Ristorante 1978 – Roma

Di ritorno da un evento a Firenze ho deciso di allungare e di andare a mangiare al Ristorante 1978 di Valerio Braschi a Roma.

Sono onesto, sono partito abbastanza prevenuto soprattutto per via dei suoi exploit su carbonara liquida, lasagna in tubetto e pizza marinara in bustina.

Attenzione, non perché abbia osato toccare dei piatti iconici della gastronomia italica, del che non me ne cale né tanto né poco, ma per via del (verosimilmente cercato) circo mediatico legato a tali rivisitazioni.

Contrariamente alle aspettative ho trovato una cucina molto interessante e ben fatta, con piacevoli richiami, da un lato, alla tradizione casalinga (ragù della nonna Elsa) e, dall’altro, con un occhio verso l’innovazione spinta e verso l’estero.

Mi hanno impressionato molto positivamente, anche se non attaccato alla sedia, la tom yam (profumatissima zuppa thailandese), i cappelletti di patate, coniglio e tartufo nero (raro il coniglio nel fine dining) e, infine, la rana pescatrice con rubia gallega e senape rossa.

Quest’ultimo piatto merita una menzione.
Confesso di non essere un grande amante degli strafanicci tecnologici quali il sonicatore (Daniel Facen all’ A’Anteprima era un indiscusso maestro di tale aggeggio), ma grazie appunto all’uso del sonicatore, lo Chef ha ottenuto (semplificando molto) una specie di fondo con il grasso della rubia gallega che riusciva a conferire al piatto il tipico ed inconfondibile profumo del grasso che si scioglie sulla brace.

Al palato arrivava dritta l’opulenza, l’untiosità e l’aroma del grasso che, lungi dall’essere troppo invadente, unito alla soda carnosità della rana pescatrice, dava la sensazione di addentare un bel pezzo di ciccia.
Alla senape rossa il ruolo di riportare il palato ad un livello di grassezza che non sfociasse nell’eccesso.

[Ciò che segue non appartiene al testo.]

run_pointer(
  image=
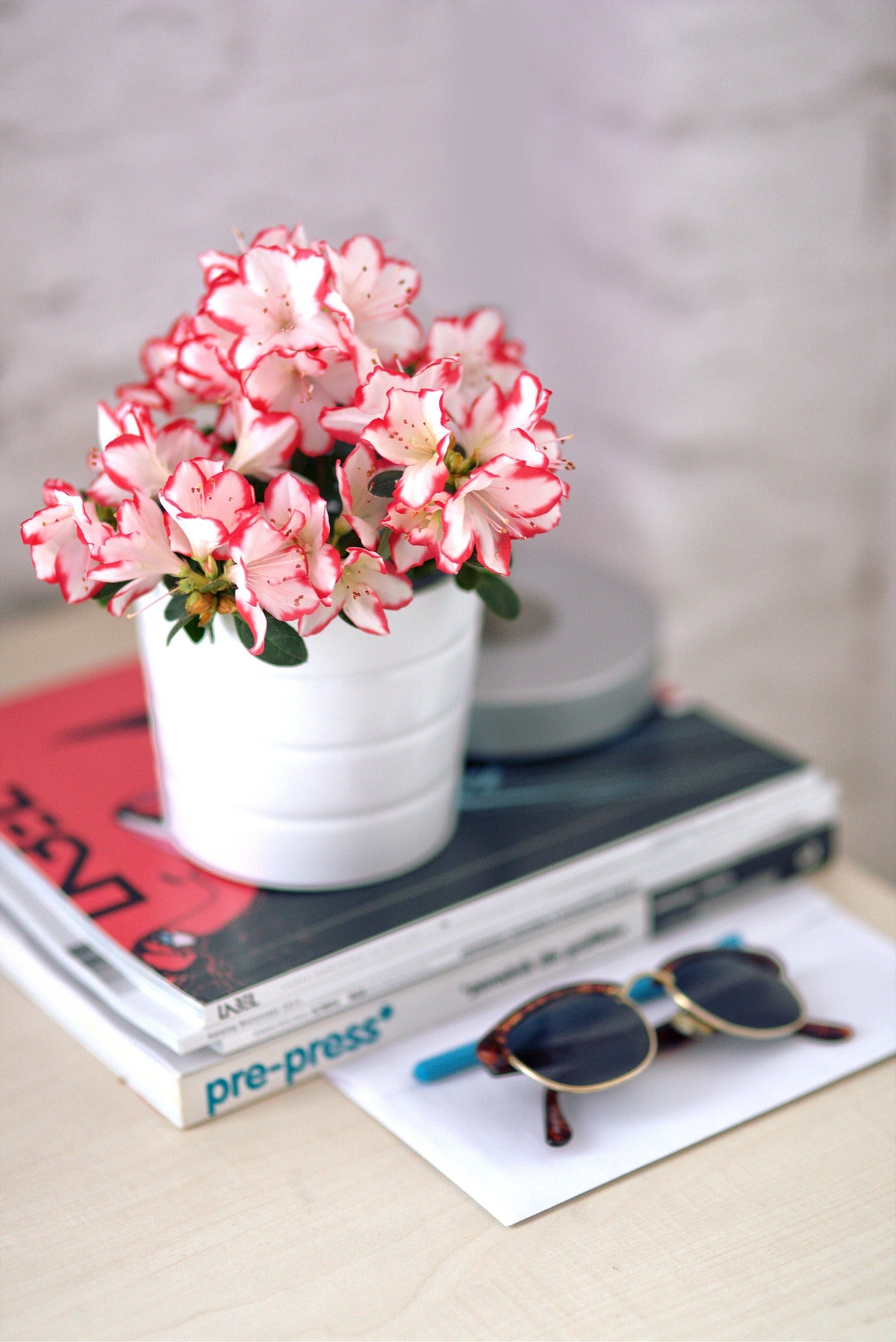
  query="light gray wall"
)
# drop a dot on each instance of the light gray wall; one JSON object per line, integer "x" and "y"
{"x": 686, "y": 207}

Due note appunti: uno tecnico e uno concettuale.

Il primo è che ho trovato quasi tutti i piatti con un punto di sapidità particolarmente alto, soprattutto nell’indivia col piccione e nel coniglio che accompagnava i cappelletti.

Il secondo, ma è questione di gusti, ho trovato i dolci un pochino ruffiani rispetto al resto del pasto: partendo dalla premessa che erano molto ben fatti, dal punto di vista concettuale, soprattutto a mente di un menù che spinge parecchio sui contrasti e sui sapori netti, mi sarei aspettato una chiusura un pochino più “intraprendente”, quasi col botto.